弱まりゆく鼓動を感じながら、空を見上げると。
−…嗚呼、憎らしい程に
綺麗で、残酷な光を放つ満月が浮かんでいる。
それから視線をそらしながら、小さく笑った。
【今】の私の終わりは近い。
けれど、私はそれに恐怖感を微塵も感じていなくて。
ただ、【今】の私に終焉を与えた彼を想った。
「…どうして…っ」
そう言って、私の為に泣いてくれた優しい貴方を、きっと【次】の私も忘れない。
幾度輪廻を廻ろうとも、忘れない。
『…嗚呼、また私は月(おまえ)にみとられるのか…』
死に逝く私を嘲笑うかのように、綺麗な月光が私を照らす。
自嘲の笑みを浮かべた私に、また彼は語りかけてきた。
〈…嗚呼、お前はまた死を享受するのだな。
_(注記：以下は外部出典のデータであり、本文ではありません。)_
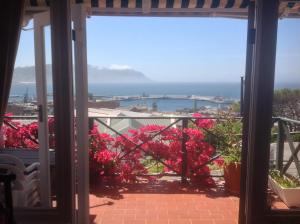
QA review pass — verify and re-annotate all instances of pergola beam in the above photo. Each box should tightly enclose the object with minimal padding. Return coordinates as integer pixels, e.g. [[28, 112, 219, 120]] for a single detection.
[[239, 1, 255, 224], [50, 0, 75, 223], [245, 0, 279, 224]]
〉
−…随分おかしな事を言うのだな。
私にとって、死は安らぎでしかないというのに
〈哀れな。大切なものを見付けていながらも。失う事を恐れられないなんて…〉
−…そうだな。
だから、おまえはまた、私を生かすのだろう…?
〈…そうだ。それが、お前にかけた古(いにしえ)の呪いなのだから…〉
『嗚呼、月よ…。おまえはまだ私を赦さぬのだな…』
私の言葉は、何も残す事なく、ただ残酷な月明かりのもと、やんわりと溶けていった。
それを隠すかのようにあたたかな光を放って、月は彼女を看取った。